The enabled_backends value defines some names (separated by a comma) for the config groups. These do not have to match the driver name nor the backend name.

When the configuration is complete, to use a particular backend when allocating new volumes, you'll have to pass a volume_type parameter to the creation command. Such a type has to be created beforehand and to have some backends assigned to it:

# cinder type-create lvm
# cinder type-key lvm set volume_backend_name=LVM_iSCSI
# cinder type-create nfs
# cinder type-key nfs set volume_backend_name=NFS

Finally, to create your volumes:

# cinder create --volume_type lvm --display_name inlvm 1

For people using the REST interface, to set any type-key property, including volume_backend_name, you pass that information along with the request as extra specs. You can list those indeed to make sure the configuration is working as expected:

#  cinder extra-specs-list

Note that you can have backends of the same type (driver) using different names (say two LVM based backends allocating volumes in different volume groups) or you can also have backends of the same type using the same name!
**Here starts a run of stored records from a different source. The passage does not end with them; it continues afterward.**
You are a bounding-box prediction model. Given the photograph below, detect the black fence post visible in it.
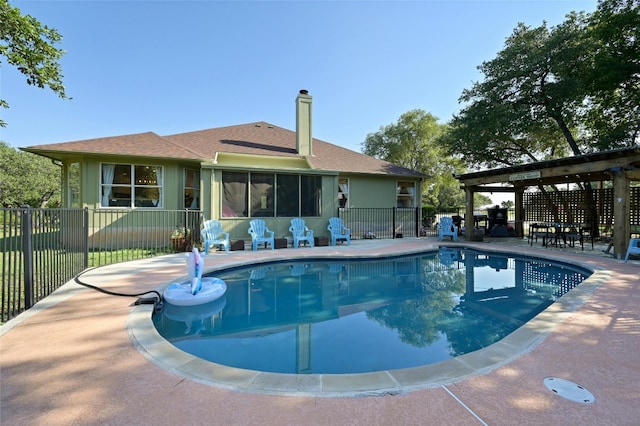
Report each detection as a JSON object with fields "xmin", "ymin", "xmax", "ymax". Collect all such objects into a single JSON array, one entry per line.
[
  {"xmin": 391, "ymin": 207, "xmax": 397, "ymax": 239},
  {"xmin": 20, "ymin": 206, "xmax": 34, "ymax": 309}
]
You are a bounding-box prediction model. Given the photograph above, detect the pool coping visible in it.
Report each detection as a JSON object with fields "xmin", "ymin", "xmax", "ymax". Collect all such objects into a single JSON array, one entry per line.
[{"xmin": 126, "ymin": 243, "xmax": 611, "ymax": 397}]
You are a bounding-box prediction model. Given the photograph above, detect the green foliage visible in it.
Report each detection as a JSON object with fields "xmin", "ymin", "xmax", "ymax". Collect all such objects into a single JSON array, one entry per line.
[
  {"xmin": 0, "ymin": 0, "xmax": 66, "ymax": 127},
  {"xmin": 0, "ymin": 141, "xmax": 61, "ymax": 207},
  {"xmin": 441, "ymin": 0, "xmax": 640, "ymax": 167},
  {"xmin": 362, "ymin": 109, "xmax": 464, "ymax": 207}
]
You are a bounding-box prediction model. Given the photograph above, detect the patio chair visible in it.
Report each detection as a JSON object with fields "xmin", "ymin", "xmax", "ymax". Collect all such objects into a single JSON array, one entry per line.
[
  {"xmin": 289, "ymin": 218, "xmax": 313, "ymax": 248},
  {"xmin": 624, "ymin": 238, "xmax": 640, "ymax": 263},
  {"xmin": 200, "ymin": 220, "xmax": 231, "ymax": 254},
  {"xmin": 438, "ymin": 216, "xmax": 458, "ymax": 241},
  {"xmin": 249, "ymin": 219, "xmax": 275, "ymax": 251},
  {"xmin": 327, "ymin": 217, "xmax": 351, "ymax": 246}
]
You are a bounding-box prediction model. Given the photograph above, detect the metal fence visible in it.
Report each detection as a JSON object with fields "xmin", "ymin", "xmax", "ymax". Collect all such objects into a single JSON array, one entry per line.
[{"xmin": 338, "ymin": 208, "xmax": 420, "ymax": 239}]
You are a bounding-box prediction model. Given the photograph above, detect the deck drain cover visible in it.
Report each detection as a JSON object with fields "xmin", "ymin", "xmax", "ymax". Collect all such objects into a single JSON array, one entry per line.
[{"xmin": 544, "ymin": 377, "xmax": 596, "ymax": 404}]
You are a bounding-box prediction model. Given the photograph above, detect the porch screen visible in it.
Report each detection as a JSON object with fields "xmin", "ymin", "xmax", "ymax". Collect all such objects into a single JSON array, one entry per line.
[
  {"xmin": 222, "ymin": 172, "xmax": 322, "ymax": 217},
  {"xmin": 249, "ymin": 173, "xmax": 275, "ymax": 217},
  {"xmin": 276, "ymin": 175, "xmax": 300, "ymax": 217},
  {"xmin": 300, "ymin": 176, "xmax": 322, "ymax": 216}
]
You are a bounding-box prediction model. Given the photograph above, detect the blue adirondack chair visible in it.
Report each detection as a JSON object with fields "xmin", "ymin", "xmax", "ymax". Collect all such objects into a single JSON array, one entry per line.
[
  {"xmin": 624, "ymin": 238, "xmax": 640, "ymax": 263},
  {"xmin": 249, "ymin": 219, "xmax": 275, "ymax": 251},
  {"xmin": 200, "ymin": 220, "xmax": 231, "ymax": 254},
  {"xmin": 289, "ymin": 218, "xmax": 313, "ymax": 248},
  {"xmin": 438, "ymin": 216, "xmax": 458, "ymax": 241},
  {"xmin": 327, "ymin": 217, "xmax": 351, "ymax": 246}
]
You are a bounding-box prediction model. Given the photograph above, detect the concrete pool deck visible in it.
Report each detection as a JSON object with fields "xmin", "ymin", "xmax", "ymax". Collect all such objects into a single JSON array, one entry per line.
[{"xmin": 0, "ymin": 238, "xmax": 640, "ymax": 425}]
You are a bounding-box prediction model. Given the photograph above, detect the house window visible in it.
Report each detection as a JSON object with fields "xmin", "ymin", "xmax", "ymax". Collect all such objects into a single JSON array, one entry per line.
[
  {"xmin": 66, "ymin": 163, "xmax": 81, "ymax": 208},
  {"xmin": 222, "ymin": 172, "xmax": 249, "ymax": 217},
  {"xmin": 338, "ymin": 179, "xmax": 349, "ymax": 207},
  {"xmin": 249, "ymin": 173, "xmax": 275, "ymax": 217},
  {"xmin": 100, "ymin": 163, "xmax": 163, "ymax": 208},
  {"xmin": 222, "ymin": 172, "xmax": 322, "ymax": 217},
  {"xmin": 184, "ymin": 169, "xmax": 200, "ymax": 210},
  {"xmin": 397, "ymin": 182, "xmax": 416, "ymax": 208}
]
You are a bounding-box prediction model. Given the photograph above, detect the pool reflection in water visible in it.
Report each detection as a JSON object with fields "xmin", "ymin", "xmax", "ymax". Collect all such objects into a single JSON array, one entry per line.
[{"xmin": 154, "ymin": 248, "xmax": 589, "ymax": 374}]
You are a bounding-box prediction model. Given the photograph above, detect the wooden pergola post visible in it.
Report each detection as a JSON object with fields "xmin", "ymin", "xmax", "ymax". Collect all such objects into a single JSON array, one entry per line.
[
  {"xmin": 464, "ymin": 186, "xmax": 476, "ymax": 241},
  {"xmin": 515, "ymin": 186, "xmax": 525, "ymax": 238}
]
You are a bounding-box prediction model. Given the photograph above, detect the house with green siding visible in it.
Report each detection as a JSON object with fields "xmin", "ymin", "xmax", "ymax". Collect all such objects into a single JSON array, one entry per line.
[{"xmin": 23, "ymin": 90, "xmax": 425, "ymax": 245}]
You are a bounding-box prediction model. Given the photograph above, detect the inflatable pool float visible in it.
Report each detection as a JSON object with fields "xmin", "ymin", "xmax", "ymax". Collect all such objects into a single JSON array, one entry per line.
[{"xmin": 163, "ymin": 248, "xmax": 227, "ymax": 306}]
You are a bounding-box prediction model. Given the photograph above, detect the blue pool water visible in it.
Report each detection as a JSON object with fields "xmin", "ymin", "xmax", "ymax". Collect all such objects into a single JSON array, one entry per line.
[{"xmin": 153, "ymin": 248, "xmax": 590, "ymax": 374}]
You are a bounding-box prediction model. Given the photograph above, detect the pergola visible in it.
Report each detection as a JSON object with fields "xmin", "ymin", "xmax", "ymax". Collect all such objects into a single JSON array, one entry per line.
[{"xmin": 455, "ymin": 147, "xmax": 640, "ymax": 258}]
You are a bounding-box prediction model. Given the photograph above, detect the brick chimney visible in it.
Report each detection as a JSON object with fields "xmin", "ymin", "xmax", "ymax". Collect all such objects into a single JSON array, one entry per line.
[{"xmin": 296, "ymin": 90, "xmax": 313, "ymax": 157}]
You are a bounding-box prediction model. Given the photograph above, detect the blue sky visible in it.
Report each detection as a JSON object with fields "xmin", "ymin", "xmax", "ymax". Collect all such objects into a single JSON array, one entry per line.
[{"xmin": 0, "ymin": 0, "xmax": 597, "ymax": 151}]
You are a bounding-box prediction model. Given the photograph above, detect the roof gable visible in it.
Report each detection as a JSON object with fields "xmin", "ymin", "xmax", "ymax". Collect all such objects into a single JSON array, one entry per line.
[{"xmin": 24, "ymin": 121, "xmax": 424, "ymax": 177}]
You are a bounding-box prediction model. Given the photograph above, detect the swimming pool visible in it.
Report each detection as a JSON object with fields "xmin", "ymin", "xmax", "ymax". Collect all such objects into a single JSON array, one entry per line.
[{"xmin": 154, "ymin": 248, "xmax": 590, "ymax": 374}]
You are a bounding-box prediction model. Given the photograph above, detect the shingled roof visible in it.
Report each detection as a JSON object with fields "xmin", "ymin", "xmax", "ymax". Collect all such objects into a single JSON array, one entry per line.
[{"xmin": 23, "ymin": 121, "xmax": 424, "ymax": 177}]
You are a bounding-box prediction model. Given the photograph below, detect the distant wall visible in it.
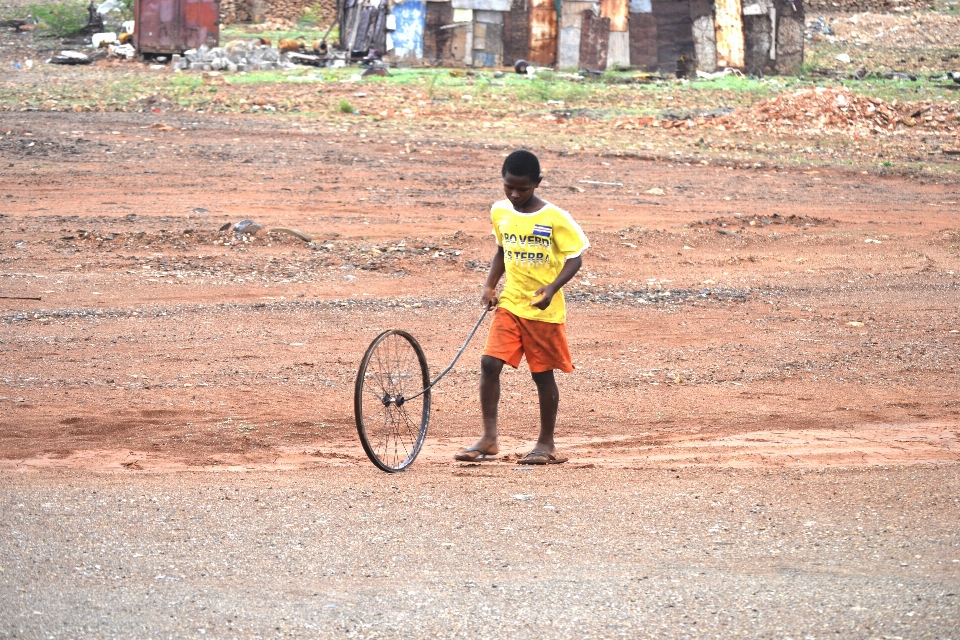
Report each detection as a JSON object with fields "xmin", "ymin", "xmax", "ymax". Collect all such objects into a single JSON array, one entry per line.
[{"xmin": 803, "ymin": 0, "xmax": 930, "ymax": 13}]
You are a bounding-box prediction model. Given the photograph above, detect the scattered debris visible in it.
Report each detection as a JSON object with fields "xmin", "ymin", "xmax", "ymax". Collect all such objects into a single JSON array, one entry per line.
[
  {"xmin": 233, "ymin": 220, "xmax": 263, "ymax": 236},
  {"xmin": 174, "ymin": 38, "xmax": 292, "ymax": 72},
  {"xmin": 270, "ymin": 227, "xmax": 313, "ymax": 242},
  {"xmin": 48, "ymin": 50, "xmax": 93, "ymax": 65}
]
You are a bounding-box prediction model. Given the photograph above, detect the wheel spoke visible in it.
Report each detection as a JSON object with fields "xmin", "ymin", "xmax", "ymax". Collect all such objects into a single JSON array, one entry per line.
[{"xmin": 354, "ymin": 332, "xmax": 430, "ymax": 471}]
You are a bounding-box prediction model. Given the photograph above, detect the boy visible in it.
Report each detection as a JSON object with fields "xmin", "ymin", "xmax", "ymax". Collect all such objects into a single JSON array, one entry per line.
[{"xmin": 454, "ymin": 151, "xmax": 590, "ymax": 464}]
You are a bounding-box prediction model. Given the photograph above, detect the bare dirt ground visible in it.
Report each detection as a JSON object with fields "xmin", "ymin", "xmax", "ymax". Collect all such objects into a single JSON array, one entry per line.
[{"xmin": 0, "ymin": 112, "xmax": 960, "ymax": 469}]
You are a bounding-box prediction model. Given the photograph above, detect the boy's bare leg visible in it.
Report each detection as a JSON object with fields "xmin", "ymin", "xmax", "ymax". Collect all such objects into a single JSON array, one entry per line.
[
  {"xmin": 533, "ymin": 370, "xmax": 560, "ymax": 453},
  {"xmin": 469, "ymin": 356, "xmax": 503, "ymax": 455}
]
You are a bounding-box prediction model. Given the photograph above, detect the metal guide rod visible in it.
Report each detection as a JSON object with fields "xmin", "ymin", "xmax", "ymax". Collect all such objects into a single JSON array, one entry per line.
[{"xmin": 404, "ymin": 307, "xmax": 490, "ymax": 402}]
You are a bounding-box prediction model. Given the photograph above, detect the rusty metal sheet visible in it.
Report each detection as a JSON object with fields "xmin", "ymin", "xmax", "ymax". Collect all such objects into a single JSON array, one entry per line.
[
  {"xmin": 503, "ymin": 0, "xmax": 530, "ymax": 66},
  {"xmin": 743, "ymin": 14, "xmax": 773, "ymax": 75},
  {"xmin": 529, "ymin": 0, "xmax": 557, "ymax": 67},
  {"xmin": 693, "ymin": 13, "xmax": 717, "ymax": 73},
  {"xmin": 134, "ymin": 0, "xmax": 220, "ymax": 53},
  {"xmin": 714, "ymin": 0, "xmax": 744, "ymax": 67},
  {"xmin": 600, "ymin": 0, "xmax": 630, "ymax": 31},
  {"xmin": 653, "ymin": 0, "xmax": 696, "ymax": 73},
  {"xmin": 423, "ymin": 2, "xmax": 453, "ymax": 61},
  {"xmin": 630, "ymin": 13, "xmax": 657, "ymax": 71},
  {"xmin": 580, "ymin": 11, "xmax": 610, "ymax": 70},
  {"xmin": 448, "ymin": 25, "xmax": 473, "ymax": 63},
  {"xmin": 560, "ymin": 2, "xmax": 599, "ymax": 29}
]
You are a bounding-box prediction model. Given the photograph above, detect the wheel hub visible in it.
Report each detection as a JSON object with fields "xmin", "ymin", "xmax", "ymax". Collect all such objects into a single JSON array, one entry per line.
[{"xmin": 383, "ymin": 396, "xmax": 405, "ymax": 407}]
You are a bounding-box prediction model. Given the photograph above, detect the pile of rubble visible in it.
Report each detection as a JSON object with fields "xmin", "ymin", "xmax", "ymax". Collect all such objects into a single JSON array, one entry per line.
[
  {"xmin": 753, "ymin": 87, "xmax": 900, "ymax": 129},
  {"xmin": 752, "ymin": 87, "xmax": 960, "ymax": 133},
  {"xmin": 173, "ymin": 40, "xmax": 296, "ymax": 72}
]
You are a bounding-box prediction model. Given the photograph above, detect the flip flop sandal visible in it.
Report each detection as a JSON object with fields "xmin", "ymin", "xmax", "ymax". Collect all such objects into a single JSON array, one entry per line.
[
  {"xmin": 517, "ymin": 451, "xmax": 569, "ymax": 464},
  {"xmin": 453, "ymin": 447, "xmax": 500, "ymax": 462}
]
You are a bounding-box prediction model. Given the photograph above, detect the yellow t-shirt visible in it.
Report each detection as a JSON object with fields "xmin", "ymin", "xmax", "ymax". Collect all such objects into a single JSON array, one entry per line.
[{"xmin": 490, "ymin": 200, "xmax": 590, "ymax": 324}]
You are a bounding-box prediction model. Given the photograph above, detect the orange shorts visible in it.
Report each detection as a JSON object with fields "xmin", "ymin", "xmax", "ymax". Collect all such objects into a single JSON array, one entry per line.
[{"xmin": 483, "ymin": 308, "xmax": 573, "ymax": 373}]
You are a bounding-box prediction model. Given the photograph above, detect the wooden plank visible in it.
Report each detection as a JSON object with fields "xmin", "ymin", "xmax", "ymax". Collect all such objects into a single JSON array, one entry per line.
[
  {"xmin": 714, "ymin": 0, "xmax": 744, "ymax": 67},
  {"xmin": 473, "ymin": 11, "xmax": 503, "ymax": 24},
  {"xmin": 580, "ymin": 11, "xmax": 610, "ymax": 70},
  {"xmin": 557, "ymin": 2, "xmax": 599, "ymax": 69},
  {"xmin": 774, "ymin": 0, "xmax": 804, "ymax": 76},
  {"xmin": 692, "ymin": 13, "xmax": 717, "ymax": 73},
  {"xmin": 450, "ymin": 0, "xmax": 510, "ymax": 11},
  {"xmin": 484, "ymin": 17, "xmax": 503, "ymax": 55},
  {"xmin": 607, "ymin": 31, "xmax": 630, "ymax": 69},
  {"xmin": 690, "ymin": 0, "xmax": 716, "ymax": 18},
  {"xmin": 423, "ymin": 2, "xmax": 453, "ymax": 61},
  {"xmin": 503, "ymin": 0, "xmax": 530, "ymax": 66},
  {"xmin": 530, "ymin": 0, "xmax": 557, "ymax": 67},
  {"xmin": 653, "ymin": 0, "xmax": 696, "ymax": 73},
  {"xmin": 557, "ymin": 25, "xmax": 583, "ymax": 71},
  {"xmin": 600, "ymin": 0, "xmax": 630, "ymax": 31},
  {"xmin": 743, "ymin": 14, "xmax": 773, "ymax": 76},
  {"xmin": 630, "ymin": 13, "xmax": 657, "ymax": 71}
]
The scheduler is in charge of making the proper decision on how to pickup the correct backend at creation time so a few notes on the filter scheduler (enabled by default in Grizzly):

  • firstly it filters the available backends (AvailabilityZoneFilter, CapacityFilter and CapabilitiesFilter are enabled by default and the backend name is matched against the capabilities)
  • secondly weights the previously filtered backends (CapacityWeigher is the only one enabled by default)

The CapacityWeigher attributes high score to backends with the most available space, so new volumes are allocated within the backend with the more space available matching the particular name in the request.

UPDATE (Nov 2013): As reported by Yogev in this bug, misplacing the settings can have dangerous side effects. All settings below the enabled_backends parameter are actually in some section (eg. [lvm1]) of the ini file rather than [DEFAULT]. Make sure to move the [lvm1] and [nfs1] settings to the bottom of the file and so that all other settings are in the [DEFAULT] section.